As a sysadmin I see this a lot from coworkers and vendors, where someone will walk up to me and tell me that I should be doing something in a specific way. I shouldn’t use Windows on my desktop, I should use Mac OS X, or BeOS, or Linux, or OS/2. I should really install Konfabulator (now the Yahoo! Widget Engine). “I can’t believe you’re not using Opera,” or Firefox 1.0.7, or Flickr, or OpenOffice, or Java 1.5. It isn’t that they’re suggesting it, it’s that I’m wrong for not seeing things their way.
I like to think I’m a smart guy, and that I’ve made the right decisions about my software and tools. All of my decisions are oriented in one direction: getting stuff done. Lots of people are like me. When folks come up and say that I should be doing something differently they’re insulting my intelligence. I do, however, respect a polite suggestion. “Hey, have you tried Flickr? It’s really cool.” Or “Hey, have you ever tried using Linux on your desktop?” Or even “Can I ask you why you run Windows on your desktop instead of Mac OS?”
I cannot think of a single vendor that has ever asked me “why did you choose X over our product Y?” without insulting me. Actually, the vendors I tend to work with are usually the ones with as little marketing as possible, because the ones that market to me always question the decisions I’ve made. They never try to find out why I made a particular decision, or even how I’m going to make a decision. “Our product is faster, better, better ROI, better TCO, makes more noise than the one you’re using.” Yeah, but you, sales guy, are a jackass.
Polite questions that don’t make me defensive are rare. If you want to promote something to me talk with me about it, not at me about it.
I’ve found that the best way to promote an idea, at least within my organization and friends, is to plant subtle hints about it. It’s the “let a hundred flowers blossom” idea — sow the seeds of your idea with a lot of different people. Water them with continued support for the idea, mentioning it, not a sales pitch. If it’s a behavioural change then change yourself, and let people see how it works with you. When you are getting more stuff done they’ll think about changing. If there’s a problem to be solved with your idea they’ll remember it. Actually, sometimes they’ll think it was their idea, no big deal. On the whole it’s better to get it right than to be right.
I’m doing this now with the idea of using del.icio.us for bookmarking for my team.
Me: “OMFG, del.icio.us is the bomb. Public bookmarks, they’re everywhere you go, and you can post them to your blog and stuff. Bookmarks in browsers on local machines is so 1996.”
Them: “Yeah. Hey, have you had lunch yet?”

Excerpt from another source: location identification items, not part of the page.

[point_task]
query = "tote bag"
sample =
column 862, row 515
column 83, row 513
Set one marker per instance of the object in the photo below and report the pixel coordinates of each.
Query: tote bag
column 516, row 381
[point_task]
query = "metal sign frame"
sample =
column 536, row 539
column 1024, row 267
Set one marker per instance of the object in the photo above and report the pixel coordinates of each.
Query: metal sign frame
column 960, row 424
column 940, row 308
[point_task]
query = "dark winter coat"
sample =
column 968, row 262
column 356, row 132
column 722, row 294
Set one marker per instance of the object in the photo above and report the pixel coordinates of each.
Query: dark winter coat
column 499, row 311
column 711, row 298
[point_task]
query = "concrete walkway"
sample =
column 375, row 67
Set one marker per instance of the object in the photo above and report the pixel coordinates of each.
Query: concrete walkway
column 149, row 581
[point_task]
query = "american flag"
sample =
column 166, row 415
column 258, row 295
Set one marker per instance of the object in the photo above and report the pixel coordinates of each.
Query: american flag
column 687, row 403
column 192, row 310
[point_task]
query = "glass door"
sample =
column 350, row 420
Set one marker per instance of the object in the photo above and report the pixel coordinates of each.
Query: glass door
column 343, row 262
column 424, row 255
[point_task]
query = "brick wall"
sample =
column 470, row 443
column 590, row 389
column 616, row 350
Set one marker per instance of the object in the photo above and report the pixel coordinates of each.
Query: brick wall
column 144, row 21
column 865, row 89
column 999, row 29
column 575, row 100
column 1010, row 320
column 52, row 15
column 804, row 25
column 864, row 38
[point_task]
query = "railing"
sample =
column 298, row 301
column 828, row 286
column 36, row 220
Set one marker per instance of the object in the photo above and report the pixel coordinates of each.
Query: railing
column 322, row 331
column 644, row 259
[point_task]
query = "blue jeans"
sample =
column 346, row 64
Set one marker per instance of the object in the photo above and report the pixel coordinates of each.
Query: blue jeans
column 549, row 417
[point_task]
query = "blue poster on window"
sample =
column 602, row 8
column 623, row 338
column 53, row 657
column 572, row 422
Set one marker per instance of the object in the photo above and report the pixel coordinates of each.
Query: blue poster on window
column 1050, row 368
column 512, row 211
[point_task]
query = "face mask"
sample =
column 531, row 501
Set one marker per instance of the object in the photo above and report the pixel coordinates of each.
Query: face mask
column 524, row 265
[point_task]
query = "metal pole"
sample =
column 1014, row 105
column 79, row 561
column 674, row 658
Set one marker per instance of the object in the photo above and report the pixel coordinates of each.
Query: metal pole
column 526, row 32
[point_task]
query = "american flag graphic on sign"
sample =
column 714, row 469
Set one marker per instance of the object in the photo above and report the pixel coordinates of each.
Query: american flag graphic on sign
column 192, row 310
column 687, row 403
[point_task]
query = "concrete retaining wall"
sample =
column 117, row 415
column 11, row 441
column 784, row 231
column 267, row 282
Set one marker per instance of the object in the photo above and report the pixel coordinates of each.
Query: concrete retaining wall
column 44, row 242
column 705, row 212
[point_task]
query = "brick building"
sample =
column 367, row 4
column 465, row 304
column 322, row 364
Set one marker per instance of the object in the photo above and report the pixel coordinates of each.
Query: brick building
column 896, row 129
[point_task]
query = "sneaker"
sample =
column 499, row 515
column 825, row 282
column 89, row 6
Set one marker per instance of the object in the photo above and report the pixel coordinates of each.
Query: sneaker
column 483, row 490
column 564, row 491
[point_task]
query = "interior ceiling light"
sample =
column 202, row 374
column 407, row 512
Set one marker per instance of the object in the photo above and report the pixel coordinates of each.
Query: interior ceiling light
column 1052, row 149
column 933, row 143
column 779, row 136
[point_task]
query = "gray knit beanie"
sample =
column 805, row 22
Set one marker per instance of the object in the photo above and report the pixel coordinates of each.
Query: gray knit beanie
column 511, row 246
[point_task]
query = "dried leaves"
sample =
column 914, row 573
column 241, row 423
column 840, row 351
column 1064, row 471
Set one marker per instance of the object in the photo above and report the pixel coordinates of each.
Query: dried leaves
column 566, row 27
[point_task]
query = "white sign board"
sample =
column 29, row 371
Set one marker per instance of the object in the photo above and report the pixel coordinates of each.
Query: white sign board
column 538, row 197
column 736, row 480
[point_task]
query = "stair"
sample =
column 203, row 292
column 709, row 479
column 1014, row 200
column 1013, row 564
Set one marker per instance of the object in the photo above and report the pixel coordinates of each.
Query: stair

Round two has been different. Since I’ve started using del.icio.us I have been storing all my bookmarks in there. People see my web browser on my laptop in presentations and they see the bookmarklets “post to del.icio.us” and “del.icio.us/lonesysadmin” on my toolbar. I field questions like “hey Bob, do you have the link to that IBM Linux tuning PDF?” with “yeah, I bookmarked it, just search for it in del.icio.us/lonesysadmin.”
And then they get it. When a few more people are in on it with me we’ll decide on a tag we can all use to group our collective stuff together.
In short, if you’re going to spread the word about something remember: people are smart and they make good decisions with the information they have. If you want them to go your way give them good, relevant information, not orders.